Back in those olden days even the smallest mini cost tens of thousands of dollars. And that's when a new VW ran $3k or so. Yet now a few hundred dollars gets one an entry-level desktop.
Even handheld calculators didn't exist. Belt-worn slide rules slapped engineering students' legs, branding them as geeks long before Geeks On Call became an icon.
In the mid-70s HP released their HP-35, a reverse polish machine that offered quite a few useful engineering functions - for $400, when $400 was worth probably $1k in 2005 dollars. Yet now calculators are trade-show giveaways. High school kids "need" elaborate graphing calculators in their Algebra 1 classes. And, having watched them work these marvels, I have to admit it's breathtaking to see a function unveil its mysteries without tediously plotting on graph paper. Remember how mind-numbingly boring that was?
Computers long ago became appliances. Devices we buy rather like selecting a toaster or TV. We "need" them for functions no one would have imagined. I'm utterly unable to write with a pen anymore, editing each sentence a dozen times and counting on the machine to highlight misspellings. It's my revenge on the nuns who spent 8 years tormenting me for lousy penmanship. Now, who writes much of anything without booting a word processor? Does penmanship matter anymore? But PDAs still can't recognize my scribbling, so maybe the good sisters were right after all.
An hour to buy a computer? I remember spending weeks coercing a parental friend just to let me in to see one, a mainframe buried in a NASA basement. And spending all of my lawn mowing money for 110 baud access to a Honeywell machine to learn Fortran.

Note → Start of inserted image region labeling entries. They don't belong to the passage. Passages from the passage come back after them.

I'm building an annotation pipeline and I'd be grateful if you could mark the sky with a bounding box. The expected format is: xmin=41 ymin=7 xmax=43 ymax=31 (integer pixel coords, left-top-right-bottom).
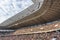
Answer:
xmin=0 ymin=0 xmax=33 ymax=24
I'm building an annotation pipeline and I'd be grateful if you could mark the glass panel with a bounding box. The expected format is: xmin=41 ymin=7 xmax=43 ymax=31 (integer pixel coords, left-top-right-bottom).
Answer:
xmin=0 ymin=0 xmax=33 ymax=23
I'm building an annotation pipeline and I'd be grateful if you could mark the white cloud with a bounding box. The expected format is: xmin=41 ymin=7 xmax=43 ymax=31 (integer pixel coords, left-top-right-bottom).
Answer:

I eventually did get a machine for my son, a shiny Vaio with dazzling graphics that's giving me laptop lust. And he'll have exclusive access to the thing; it won't be time-shared. He expects just that - hasn't it always been this way? One person, one computer? Few remember those old big iron days. Or that in 1974 when MIT retired their 7094, they found that, due to an OS bug, a job that had been submitted in 1967 was still waiting to run.
Now that's a patient user.
Just a generation ago few people really "needed" a computer. Now we can't imagine running our lives without one, or two, or three. And that's not including the blizzard of embedded processors surrounding us. Sure, it might take an hour, or two, or three to buy one.
But lucid moments I remain astonished that so much capability is available in every shopping mall for so little money.